İncirliova’da futbola başlayıp, en verimli döneminde annesinin bir trafik kazası sonrası ölümü üzerine çok sevdiği meşin yuvarlaktan kopan İbrahim’i Koçarlı yolu üzerinde işletmeciliğini yaptığı “Ertin” akaryakıt istasyonun da buldum.

Kibar ve beyefendi kimliğinin yanısıra güleç yüzlü, kavgasız bir yapıya sahip İbrahim, saha içindeki inatcı, kerpeten gibi güçlü futbolu ile herkesi şaşırtırdı.

Bizi, yıllar öncesine götüren ve anlatırken zaman zaman duygulanan Ertin’in öyküsünü şöyle bir arayalım.

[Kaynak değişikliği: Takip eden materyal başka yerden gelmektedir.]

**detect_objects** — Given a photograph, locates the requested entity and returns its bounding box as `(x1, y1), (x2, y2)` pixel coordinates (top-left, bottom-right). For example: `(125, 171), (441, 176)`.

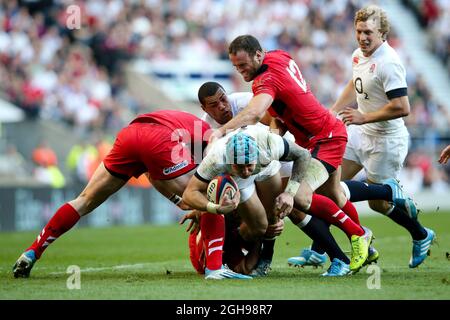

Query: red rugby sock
(200, 212), (225, 270)
(341, 200), (361, 225)
(307, 193), (364, 238)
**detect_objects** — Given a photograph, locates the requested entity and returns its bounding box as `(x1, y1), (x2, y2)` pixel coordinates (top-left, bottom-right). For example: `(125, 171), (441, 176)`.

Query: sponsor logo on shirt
(163, 160), (189, 176)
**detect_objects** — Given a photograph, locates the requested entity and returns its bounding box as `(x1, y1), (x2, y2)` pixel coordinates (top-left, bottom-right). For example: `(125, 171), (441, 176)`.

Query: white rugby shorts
(344, 125), (409, 183)
(233, 160), (281, 203)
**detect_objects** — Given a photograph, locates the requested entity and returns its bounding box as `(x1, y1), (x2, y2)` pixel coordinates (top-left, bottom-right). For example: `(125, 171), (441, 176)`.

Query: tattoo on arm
(284, 140), (311, 182)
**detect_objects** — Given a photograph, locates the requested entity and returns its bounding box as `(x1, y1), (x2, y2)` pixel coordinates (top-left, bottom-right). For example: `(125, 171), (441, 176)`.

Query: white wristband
(206, 202), (220, 213)
(284, 180), (300, 197)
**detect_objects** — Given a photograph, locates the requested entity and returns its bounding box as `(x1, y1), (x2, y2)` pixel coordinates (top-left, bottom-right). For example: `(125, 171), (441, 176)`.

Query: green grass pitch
(0, 212), (450, 300)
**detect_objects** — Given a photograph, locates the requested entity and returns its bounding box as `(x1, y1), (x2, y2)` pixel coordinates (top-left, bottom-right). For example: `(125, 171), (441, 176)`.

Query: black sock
(343, 180), (392, 202)
(302, 217), (350, 264)
(388, 207), (427, 240)
(259, 239), (275, 261)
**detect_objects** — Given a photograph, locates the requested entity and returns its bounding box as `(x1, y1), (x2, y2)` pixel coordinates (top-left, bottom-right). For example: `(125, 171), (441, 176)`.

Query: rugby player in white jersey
(310, 6), (435, 268)
(183, 126), (368, 275)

“İbrahim Ertin”, 1951’de İncirliova’da doğdu. İlk ve orta okulu da burada bitirdi. Liseyi, Aydın Ticaret Lisesin de tamamladı. İzmir Ege Ünüversitesi İktisadi Ticeri İlimler Fakültesi’nden 1975 yılında mezun oldu.

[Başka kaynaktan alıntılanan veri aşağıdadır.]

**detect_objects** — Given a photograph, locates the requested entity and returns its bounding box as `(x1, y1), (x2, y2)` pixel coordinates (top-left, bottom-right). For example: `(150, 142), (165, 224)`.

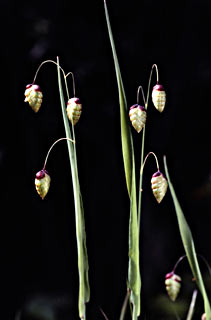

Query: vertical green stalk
(104, 0), (141, 320)
(57, 57), (90, 319)
(164, 157), (211, 320)
(138, 64), (158, 231)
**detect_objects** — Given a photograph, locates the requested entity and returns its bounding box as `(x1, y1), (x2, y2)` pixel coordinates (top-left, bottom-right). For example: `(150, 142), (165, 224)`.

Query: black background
(0, 0), (211, 320)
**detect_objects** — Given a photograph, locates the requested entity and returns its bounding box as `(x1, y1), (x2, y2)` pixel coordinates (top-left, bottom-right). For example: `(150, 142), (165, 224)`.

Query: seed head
(165, 272), (181, 302)
(152, 84), (166, 112)
(151, 171), (168, 203)
(35, 169), (51, 199)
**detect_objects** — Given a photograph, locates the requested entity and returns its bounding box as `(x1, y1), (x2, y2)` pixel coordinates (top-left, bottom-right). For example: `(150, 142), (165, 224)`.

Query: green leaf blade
(164, 157), (211, 320)
(57, 58), (90, 320)
(104, 1), (141, 320)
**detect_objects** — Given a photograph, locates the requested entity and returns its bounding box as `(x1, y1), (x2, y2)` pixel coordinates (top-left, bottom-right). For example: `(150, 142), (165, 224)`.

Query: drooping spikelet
(151, 171), (168, 203)
(152, 84), (166, 112)
(35, 170), (51, 199)
(165, 272), (181, 301)
(129, 104), (147, 133)
(67, 98), (82, 125)
(24, 84), (43, 112)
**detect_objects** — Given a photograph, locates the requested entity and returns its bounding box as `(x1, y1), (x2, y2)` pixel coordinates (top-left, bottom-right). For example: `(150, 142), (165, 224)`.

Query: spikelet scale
(152, 84), (166, 112)
(67, 98), (82, 125)
(129, 104), (147, 133)
(35, 170), (51, 199)
(165, 272), (181, 301)
(151, 171), (168, 203)
(24, 84), (43, 112)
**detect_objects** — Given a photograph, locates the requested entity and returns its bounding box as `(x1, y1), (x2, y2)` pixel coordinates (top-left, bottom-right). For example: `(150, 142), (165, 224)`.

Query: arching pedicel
(141, 152), (168, 203)
(24, 84), (43, 112)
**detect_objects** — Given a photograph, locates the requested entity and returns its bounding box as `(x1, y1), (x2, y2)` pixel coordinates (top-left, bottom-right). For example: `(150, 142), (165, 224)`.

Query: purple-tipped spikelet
(165, 271), (181, 301)
(67, 98), (82, 125)
(24, 84), (43, 112)
(152, 84), (166, 112)
(129, 104), (147, 133)
(151, 171), (168, 203)
(35, 170), (51, 199)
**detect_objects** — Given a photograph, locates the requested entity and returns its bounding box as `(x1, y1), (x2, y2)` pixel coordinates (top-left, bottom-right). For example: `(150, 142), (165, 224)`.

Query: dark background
(0, 0), (211, 320)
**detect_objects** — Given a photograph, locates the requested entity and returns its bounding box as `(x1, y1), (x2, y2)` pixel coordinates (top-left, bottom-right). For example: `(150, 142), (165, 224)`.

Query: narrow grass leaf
(57, 58), (90, 319)
(104, 0), (141, 320)
(104, 1), (133, 195)
(164, 157), (211, 320)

Futbola, İncirliova da 1965‘de Özel bir maçla başlayan Ertin, 1970 de Afyon’da yapılan Genç Milli seçmelerine Aydın bölgesinini temsilen tek başına katılmış. 1971’de Tekstilspor’a transfer olan İbrahim 1 yıl Sarı- laciverli formayı giydikten sonra 1972‘de Aydınspor’a Transfer olmuş. “Bülend Esel”in Antrenörlüğünde 20 maç kulübe de beklemiş, bir türlü göze batmamış. Esel sonrası, “Muhterem Ar” dönemi başlamış. Muhterem hoca, Kütahya deplasmanına giderken İbrahim’i ilk 11’e bir almış. O maçda kulübe nöbeti biten Ertin, 39 maç ilk 11 de oynamış. Hatta o mevkinin adamı ve iyi bir kesici olan Yıldır’ı bile kesmiş. İbrahim, Ticari İlimlerin 3.sınıfınında iken 2 yıl oynadığı Aydınspor’dan 1974 yılında Göztepe’ye geçmiş. Sarı kırmızılı forma ile oynadığı bir maçın anısını şöyle anlatıyor “ Benim 28. maçım da Bolu’ya gittik. Antrenör Bülent Eken, yardımcıları Fevzi Zemzem, Nevzat Güzelırmak’tı . Bülent Eken, heyecanlı ve telaşlı bir hocaydı. Bizi de tedirgin ederdi. ‘Aman İbrahim! Necdet’e dikkat et, hem sert oynar, hem de golcü, bunlar geçen hafta Adana Demirspor’u Adana’da yendi. 2 golü de Necdet attı’ diye beni uyardı. Ben de istim üstündeyim, kendime güveniyordum, dayanamadım, ‘Hocam! Çuvalda ne varsa onu silkeleyeceğim’ dedim. Saha çamurlu idi. Bolu’da yağmur, Kar hiç eksik olmazdı zaten. Santradan topu kapıp Bolu ceza alanına girdim, Bora’ya pas verdim, rahmetli Bora’da kaleci Talip’e plase ile teslim etmezmi. Fevzi Zemzem küplere bindi, “ Niye kendin atmıyorsun” diye bağırdı. 55. dakika’da o korkulan Necdet’i oyundan aldılar. Hem ona adım attırmadığım, hem de Bolu ceza sahasına çok sık girdiğim için”.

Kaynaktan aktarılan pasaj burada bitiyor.